1. What is the pressure (in bar) in the fuselage at flight ceiling of large passenger airliners?

2. Is this pressure the reason for the difficulty in having large windows? If so, how can the window size be increased?

The pressure inside the cabin is usually more than the outside pressure at the cruise altitude. The pressure altitude (ISA altitude with the same pressure) inside the cabin of civil aircraft is called the equivalent effective cabin altitude or normally cabin altitude.

As the aircraft climbs, the cabin altitude is gradually raised so that it reaches around 8000 ft for the aircraft cruising altitude of ~40000 ft. This level is maintained at flight ceiling too.

Source: www.flyertalk.com

The pressure is around 0.75 bar inside the cabin. The outside pressure at this point is around 0.2 bar, resulting in a pressure differential of 0.56 bar. This pressure differential causes stresses on the aircraft body.

Source:ecnmag.com

In addition to the stresses, pressurization - de-pressurizatoin cycle can cause fatigue in the windows.

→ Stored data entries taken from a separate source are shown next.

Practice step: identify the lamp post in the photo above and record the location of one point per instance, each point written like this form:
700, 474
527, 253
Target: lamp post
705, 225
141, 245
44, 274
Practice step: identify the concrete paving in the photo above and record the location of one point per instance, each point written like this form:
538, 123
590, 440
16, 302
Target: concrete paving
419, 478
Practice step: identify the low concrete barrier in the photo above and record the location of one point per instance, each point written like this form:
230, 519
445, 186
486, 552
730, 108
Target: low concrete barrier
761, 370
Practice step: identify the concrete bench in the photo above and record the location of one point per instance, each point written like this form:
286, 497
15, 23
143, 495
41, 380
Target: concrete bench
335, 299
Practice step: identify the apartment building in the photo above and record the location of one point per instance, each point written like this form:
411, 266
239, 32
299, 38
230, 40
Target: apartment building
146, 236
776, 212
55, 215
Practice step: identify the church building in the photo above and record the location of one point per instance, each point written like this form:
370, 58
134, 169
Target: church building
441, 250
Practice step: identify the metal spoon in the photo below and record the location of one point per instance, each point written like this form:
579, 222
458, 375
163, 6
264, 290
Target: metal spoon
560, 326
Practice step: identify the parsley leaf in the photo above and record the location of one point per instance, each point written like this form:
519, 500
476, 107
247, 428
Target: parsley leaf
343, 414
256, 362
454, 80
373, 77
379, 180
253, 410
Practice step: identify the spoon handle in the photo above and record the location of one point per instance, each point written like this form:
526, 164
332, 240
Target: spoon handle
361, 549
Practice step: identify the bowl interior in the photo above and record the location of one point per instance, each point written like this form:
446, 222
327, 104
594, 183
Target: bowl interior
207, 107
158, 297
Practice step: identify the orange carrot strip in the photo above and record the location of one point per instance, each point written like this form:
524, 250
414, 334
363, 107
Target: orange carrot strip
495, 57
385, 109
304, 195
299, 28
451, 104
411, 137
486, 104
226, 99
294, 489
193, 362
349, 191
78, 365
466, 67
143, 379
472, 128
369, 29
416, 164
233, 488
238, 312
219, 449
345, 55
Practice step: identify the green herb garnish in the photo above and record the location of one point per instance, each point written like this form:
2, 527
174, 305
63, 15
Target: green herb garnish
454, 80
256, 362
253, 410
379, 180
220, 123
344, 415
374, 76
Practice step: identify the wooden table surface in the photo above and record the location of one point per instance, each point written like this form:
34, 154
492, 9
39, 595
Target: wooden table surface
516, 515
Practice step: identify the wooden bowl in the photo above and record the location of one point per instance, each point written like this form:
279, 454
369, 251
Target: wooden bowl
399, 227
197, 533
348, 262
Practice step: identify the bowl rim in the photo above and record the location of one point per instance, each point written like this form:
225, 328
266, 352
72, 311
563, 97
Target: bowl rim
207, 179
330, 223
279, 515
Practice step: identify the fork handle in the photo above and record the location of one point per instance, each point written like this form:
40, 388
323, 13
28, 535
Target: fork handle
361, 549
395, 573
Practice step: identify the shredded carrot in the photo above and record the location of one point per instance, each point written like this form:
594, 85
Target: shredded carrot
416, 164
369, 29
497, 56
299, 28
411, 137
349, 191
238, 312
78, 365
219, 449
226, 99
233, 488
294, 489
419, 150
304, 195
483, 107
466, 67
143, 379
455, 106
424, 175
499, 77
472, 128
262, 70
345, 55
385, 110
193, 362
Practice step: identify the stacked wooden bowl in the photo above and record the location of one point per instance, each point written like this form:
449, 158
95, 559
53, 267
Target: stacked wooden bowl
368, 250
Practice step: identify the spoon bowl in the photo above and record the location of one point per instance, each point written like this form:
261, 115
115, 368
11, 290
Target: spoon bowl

As reducing the cabin altitude will improve the passenger comfort, newer aircraft tend to have lower cabin altitudes. For example, the Boeing 787 has a pressure altitude of around 6000 ft and the Bombardier Global Express jet has a cabin altitude of around 4500 ft.

This is achieved by the use of advanced composite materials, which allow a higher pressure differential have excellent fatigue properties compared to the metals. As a result, the windows of newer aircrafts are considerably larger than their predecessors.

Image: Boeing

• "The pressure inside the cabin is usually more than the outside pressure at the cruise altitude." Usually? You mean, "when something doesn't fail catastrophically?" Aug 25, 2015 at 16:24
• Could someone please tell me the exact origin of the cabin pressure graph? I would like to cite it and www.flyertalk.com only is not helping that much. Thanks a lot! Nov 20, 2019 at 22:42

What is the pressure (bar) in the fuselage at flight ceiling of large passenger airliners?

Aircraft are typically pressurised to an equivalent altitude of 1800m (0.815 bar) to 2400m (0.750 bar). Be aware this is absolute and not relative to the atmosphere around the plane.

Is this pressure the reason for the difficulty of having large windows?

It is the most important reason. When stuff is not pressurised you can pull off fairly decent stunts, like the huge mirror on the SOFIA aircraft for instance.

What advancement would be a game changer and allow large windows?

Composite materials are currently the big deal and bringing considerable benefits (See this question). If you can skip the material change entirely, by using a thing such as transparent composites, then you can make them any size you please.